I started by recommending that you read this book. According to the laws of the genre, I should also say the opposite. Yes, I really don't see much point in reading this work. Not because it is bad, not important, or not useful. This book has been on the list of international bestsellers for many years, so what was said in it has already been so dissolved in the environment that you may not learn anything new. I read a lot of feminist resources all the time. Partly on duty. The industry for adults, like any sphere of capitalist society, follows the spirit of the times and keeps its nose to the wind. Tries anyway. Here and there, large dinosaurs making or selling vibrators are stepping on the mines of New Ethics and new ideas about an acceptable sexualized utterance. The configuration of what is acceptable and what is decent is changing, and the cost of error is getting higher. This is a complex system, wh ere there is no single doctrine and a club of conspirators.

So, direct quotes from this book, or just ideas retold in your own words, have long become a common place in fem discourse. And personally, I constantly caught myself thinking that I had already read this or this fragment. So, if you are in the flow of time, you do not need to read this book. It is enough just to remove from time to time those toxins that I wrote about above. But for those who have lived on the island who do not have time to constantly follow the agenda, this book can become a powerful shock therapeutic course in order to understand what all these people are talking about in fempables. So yeah – the big dinosaurs of the adult industry who still make sex shop sites look like brothel sites – must read. Because otherwise I refuse to paint content for you.

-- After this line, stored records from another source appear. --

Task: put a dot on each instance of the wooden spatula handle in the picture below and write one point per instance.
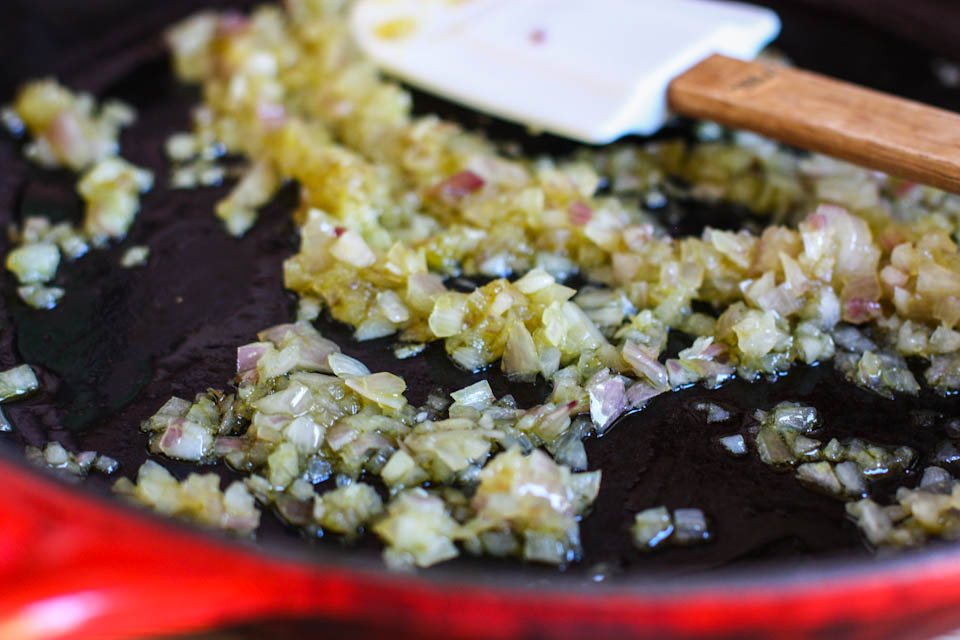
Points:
(807, 110)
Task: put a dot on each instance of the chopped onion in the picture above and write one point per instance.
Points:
(34, 263)
(343, 365)
(651, 527)
(17, 382)
(690, 527)
(608, 399)
(735, 444)
(352, 249)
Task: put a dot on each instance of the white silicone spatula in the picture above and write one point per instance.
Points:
(595, 70)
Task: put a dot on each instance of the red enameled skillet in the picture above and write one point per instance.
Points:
(75, 564)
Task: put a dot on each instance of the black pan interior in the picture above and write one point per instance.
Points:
(123, 341)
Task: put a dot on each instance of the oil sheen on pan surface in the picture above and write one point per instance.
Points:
(122, 341)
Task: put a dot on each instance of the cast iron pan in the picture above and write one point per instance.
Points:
(122, 341)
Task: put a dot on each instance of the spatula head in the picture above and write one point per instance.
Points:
(591, 70)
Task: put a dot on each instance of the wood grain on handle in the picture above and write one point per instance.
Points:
(807, 110)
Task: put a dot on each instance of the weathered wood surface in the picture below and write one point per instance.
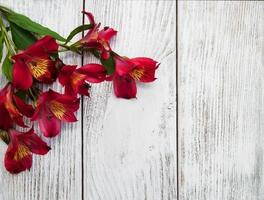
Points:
(130, 146)
(221, 99)
(58, 174)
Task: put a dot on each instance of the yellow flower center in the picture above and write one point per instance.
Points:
(57, 109)
(39, 67)
(137, 74)
(22, 151)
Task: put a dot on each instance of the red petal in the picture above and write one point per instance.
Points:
(84, 89)
(43, 47)
(22, 78)
(33, 142)
(24, 108)
(49, 125)
(105, 54)
(124, 86)
(107, 33)
(95, 73)
(18, 157)
(65, 74)
(122, 65)
(5, 120)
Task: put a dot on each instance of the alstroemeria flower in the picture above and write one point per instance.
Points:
(128, 71)
(74, 79)
(12, 108)
(52, 108)
(35, 62)
(96, 39)
(18, 156)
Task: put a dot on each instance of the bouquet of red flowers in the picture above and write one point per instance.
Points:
(32, 58)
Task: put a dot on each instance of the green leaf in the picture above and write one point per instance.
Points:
(7, 68)
(21, 37)
(109, 64)
(26, 23)
(1, 45)
(78, 30)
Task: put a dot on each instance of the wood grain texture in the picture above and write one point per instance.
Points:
(58, 174)
(221, 99)
(130, 145)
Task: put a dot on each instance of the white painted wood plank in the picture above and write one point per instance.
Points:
(58, 174)
(221, 99)
(130, 145)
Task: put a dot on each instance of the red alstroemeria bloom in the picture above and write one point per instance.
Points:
(96, 39)
(74, 79)
(18, 156)
(128, 71)
(12, 108)
(35, 61)
(52, 108)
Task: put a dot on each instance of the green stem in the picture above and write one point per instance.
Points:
(9, 44)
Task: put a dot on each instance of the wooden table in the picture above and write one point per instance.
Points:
(133, 150)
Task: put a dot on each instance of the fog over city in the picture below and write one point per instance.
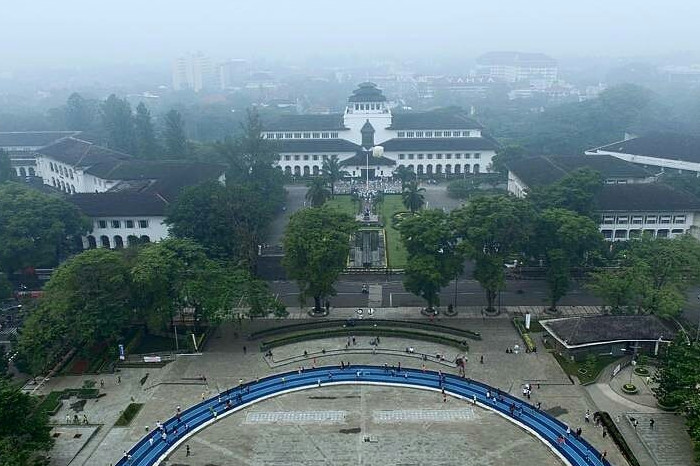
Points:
(85, 32)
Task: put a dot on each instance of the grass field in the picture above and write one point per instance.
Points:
(396, 254)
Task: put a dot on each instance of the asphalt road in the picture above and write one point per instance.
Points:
(468, 293)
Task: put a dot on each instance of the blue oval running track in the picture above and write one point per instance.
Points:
(574, 451)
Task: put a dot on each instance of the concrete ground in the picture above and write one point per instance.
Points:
(450, 437)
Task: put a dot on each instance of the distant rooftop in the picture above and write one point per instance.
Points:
(367, 92)
(644, 197)
(448, 118)
(586, 331)
(37, 139)
(671, 146)
(547, 169)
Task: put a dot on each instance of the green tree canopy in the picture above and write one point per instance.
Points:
(176, 145)
(318, 192)
(491, 228)
(577, 192)
(7, 172)
(433, 257)
(118, 123)
(36, 228)
(146, 141)
(564, 239)
(333, 172)
(316, 247)
(412, 196)
(87, 300)
(24, 429)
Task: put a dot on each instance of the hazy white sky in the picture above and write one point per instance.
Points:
(75, 32)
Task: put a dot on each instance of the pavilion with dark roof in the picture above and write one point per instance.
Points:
(613, 335)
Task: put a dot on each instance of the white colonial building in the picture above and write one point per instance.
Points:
(125, 198)
(436, 143)
(661, 152)
(21, 147)
(630, 203)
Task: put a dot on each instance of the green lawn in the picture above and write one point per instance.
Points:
(572, 367)
(342, 203)
(396, 253)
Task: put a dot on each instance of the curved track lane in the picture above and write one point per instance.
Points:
(152, 449)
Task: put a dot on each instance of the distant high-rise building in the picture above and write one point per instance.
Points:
(516, 67)
(233, 73)
(194, 71)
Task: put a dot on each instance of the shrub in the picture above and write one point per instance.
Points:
(618, 438)
(128, 414)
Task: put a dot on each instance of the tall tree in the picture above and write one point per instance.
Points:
(564, 239)
(433, 257)
(404, 174)
(174, 135)
(318, 192)
(146, 142)
(7, 173)
(577, 191)
(79, 113)
(491, 228)
(412, 197)
(316, 247)
(87, 300)
(176, 273)
(118, 122)
(24, 429)
(333, 172)
(36, 229)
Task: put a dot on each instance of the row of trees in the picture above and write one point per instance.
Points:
(94, 296)
(115, 123)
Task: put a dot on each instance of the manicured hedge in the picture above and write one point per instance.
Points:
(618, 438)
(380, 323)
(129, 413)
(372, 331)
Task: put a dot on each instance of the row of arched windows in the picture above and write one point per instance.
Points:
(63, 186)
(117, 241)
(23, 172)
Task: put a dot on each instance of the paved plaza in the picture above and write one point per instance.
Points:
(357, 424)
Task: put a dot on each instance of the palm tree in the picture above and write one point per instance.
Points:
(333, 172)
(318, 192)
(412, 197)
(405, 174)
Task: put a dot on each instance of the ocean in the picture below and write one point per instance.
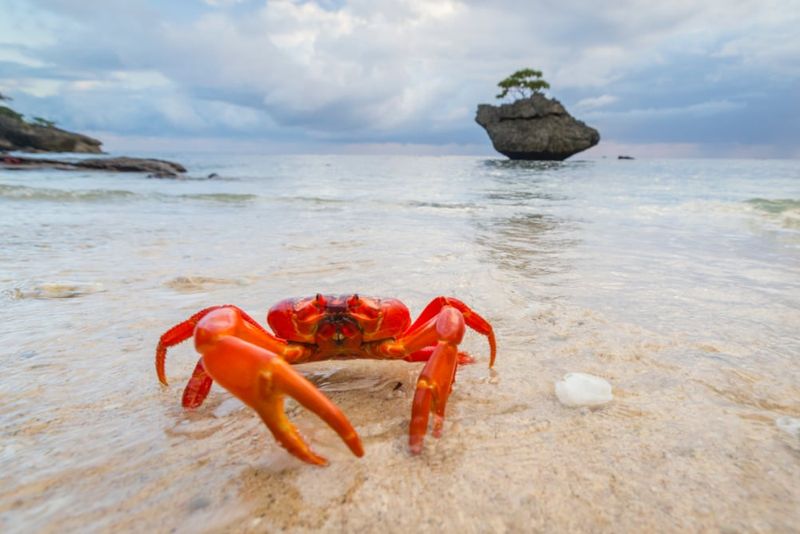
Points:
(677, 281)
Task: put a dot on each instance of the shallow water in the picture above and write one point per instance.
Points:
(676, 281)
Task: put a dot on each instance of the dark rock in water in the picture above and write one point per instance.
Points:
(156, 167)
(535, 128)
(16, 134)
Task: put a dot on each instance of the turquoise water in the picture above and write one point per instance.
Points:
(677, 281)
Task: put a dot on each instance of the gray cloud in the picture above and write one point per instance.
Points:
(408, 71)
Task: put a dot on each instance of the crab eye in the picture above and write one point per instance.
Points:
(305, 310)
(363, 306)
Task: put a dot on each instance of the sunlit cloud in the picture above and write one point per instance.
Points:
(408, 72)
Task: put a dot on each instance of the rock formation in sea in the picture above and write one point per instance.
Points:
(157, 168)
(535, 128)
(16, 134)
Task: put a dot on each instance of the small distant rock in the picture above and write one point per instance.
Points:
(581, 389)
(535, 128)
(155, 167)
(16, 134)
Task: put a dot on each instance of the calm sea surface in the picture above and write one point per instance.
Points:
(676, 281)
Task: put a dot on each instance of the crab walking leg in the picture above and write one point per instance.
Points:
(260, 378)
(436, 380)
(472, 318)
(197, 388)
(425, 354)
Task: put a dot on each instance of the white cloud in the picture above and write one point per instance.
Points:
(361, 69)
(595, 102)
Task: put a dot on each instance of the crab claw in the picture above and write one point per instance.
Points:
(260, 378)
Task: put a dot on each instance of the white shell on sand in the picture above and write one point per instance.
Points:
(790, 425)
(580, 389)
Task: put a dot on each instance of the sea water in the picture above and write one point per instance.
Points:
(678, 282)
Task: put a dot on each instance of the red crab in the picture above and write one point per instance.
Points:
(254, 364)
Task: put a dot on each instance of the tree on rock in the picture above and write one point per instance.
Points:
(523, 84)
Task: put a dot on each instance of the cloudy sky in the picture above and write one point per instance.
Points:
(717, 78)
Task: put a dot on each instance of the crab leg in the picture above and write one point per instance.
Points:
(260, 378)
(472, 318)
(445, 331)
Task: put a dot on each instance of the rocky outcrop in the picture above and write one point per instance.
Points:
(16, 134)
(535, 128)
(156, 168)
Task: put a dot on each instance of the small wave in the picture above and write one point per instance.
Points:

All criticism of the book was directed exclusively towards form. I understand that this is more interesting to read. It is no coincidence that a good half of the entertainment Hollywood stories also exploit the ideas of conspiracy: a conspiracy of the government, the CIA, drug lords or aliens. The very facts, documents and correct calls for unification, self-organization and opposition to dangerous trends are a reason for thought and action.

Summer two thousand twenty one. Russia. I am the woman I love to tremble, the woman I want, it seems to me, all the time, a woman who completely deprives me of all working capacity because I am ready to just hug her until numbness and further, a woman with whom I am unchemically in love, because for a long time any chemistry should have already gone through, the woman is much more talented, wiser and more successful than me, me and she, somewhere in a protected corner of the nature near Moscow, naked, we swim in a shallow and therefore milky-warm reservoir. Here she comes out of the water after a short swim away from me. Comes out of the water to me, and I look at her. It takes my breath away, but all I can say is, how beautiful you are. And it hurts me to the pain of reducing my cheekbones that in modern language it sounds like a banal: “I want you”. That's not what I was trying to say! Damn it, how to put it in words?! How is it – to define beauty not apophatically, without listing what it is not? This woman is beautiful. Beautiful here and now, regardless of my erection or any of my aesthetic and visual arts expertise. How to say it? The myth of sex appeal is a more accurate title for the book. But having called it the “Myth of Beauty”, calling it so justifiably, because all public rhetoric calls it beauty, nevertheless, by this name shining from the shelf, Naomi Wolfe drives another nail into the coffin of beauty.

Although she herself gives beauty in her book another definition: “This light is very difficult to “catch” and successfully photograph, it cannot be evaluated on a ten-point scale or calculated in numbers in laboratory conditions. But most people know that a radiance can emanate from people's faces and bodies, which makes them beautiful. Some perceive this radiance as something inseparable from love and intimacy, as something that cannot be perceived separately and exclusively by the organs of vision, but only as a manifestation of the movement of the soul or the warm attitude of a loved one”.


We would like to thank the publishing house Alpina Non Fiction for the book.